Optimize python loop

Question

The following loop creates a giant bottleneck in my program. Particularly since records can be over 500k.

records = [item for sublist in records for item in sublist] #flatten the list
for rec in records:
    if len(rec) > 5:
        tag = '%s.%s' %(rec[4], rec[5].strip())
        if tag in mydict:
            mydict[tag][0] += 1
            mydict[tag][1].add(rec[6].strip())
        else:
            mydict[tag] = [1, set(rec[6].strip())]

I don't see a way that I could do this with a dictionary/list comprehension, and I'm not sure calling map would do me much good. Is there any way to optimize this loop?

Edit: The dictionary contains information about certain operations occurring in a program. rec[4] is the package which contains the operation and rec[5] is the name of the operation.
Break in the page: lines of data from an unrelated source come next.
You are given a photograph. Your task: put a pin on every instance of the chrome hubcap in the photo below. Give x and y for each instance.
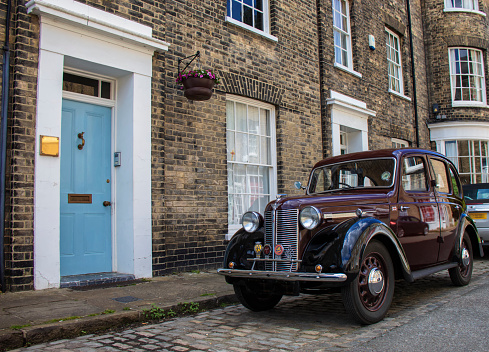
(375, 281)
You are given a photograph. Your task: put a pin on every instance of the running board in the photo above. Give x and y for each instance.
(428, 271)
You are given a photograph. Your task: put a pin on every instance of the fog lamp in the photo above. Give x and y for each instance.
(251, 221)
(310, 217)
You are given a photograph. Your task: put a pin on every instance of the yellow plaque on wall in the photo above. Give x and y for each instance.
(49, 146)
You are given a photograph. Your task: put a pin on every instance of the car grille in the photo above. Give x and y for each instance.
(285, 232)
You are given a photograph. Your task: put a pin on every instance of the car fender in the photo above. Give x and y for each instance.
(343, 246)
(467, 224)
(241, 246)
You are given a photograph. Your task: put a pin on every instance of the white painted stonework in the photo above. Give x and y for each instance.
(457, 130)
(77, 36)
(353, 114)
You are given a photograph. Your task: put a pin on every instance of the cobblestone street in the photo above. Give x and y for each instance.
(306, 323)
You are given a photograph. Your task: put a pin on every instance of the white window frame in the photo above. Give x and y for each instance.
(399, 143)
(343, 31)
(454, 76)
(466, 6)
(392, 48)
(273, 150)
(474, 171)
(351, 116)
(266, 20)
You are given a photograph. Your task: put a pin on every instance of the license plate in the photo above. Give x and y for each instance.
(478, 216)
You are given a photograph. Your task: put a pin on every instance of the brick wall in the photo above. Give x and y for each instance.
(395, 115)
(452, 29)
(19, 225)
(284, 74)
(189, 167)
The raw logs contains an int instead of the actual name, so when the log files are read into the list, the int is looked up and replaced with the operation name. The incremental counter counts how many times the operations was executed and the set contains the parameters for the operation. I am using a set because I don't want duplicates for the parameters. The strip is simply to remove white space. The existence of this white space is unpredictable in rec[6], but rether consistant in rec[4] and rec[5].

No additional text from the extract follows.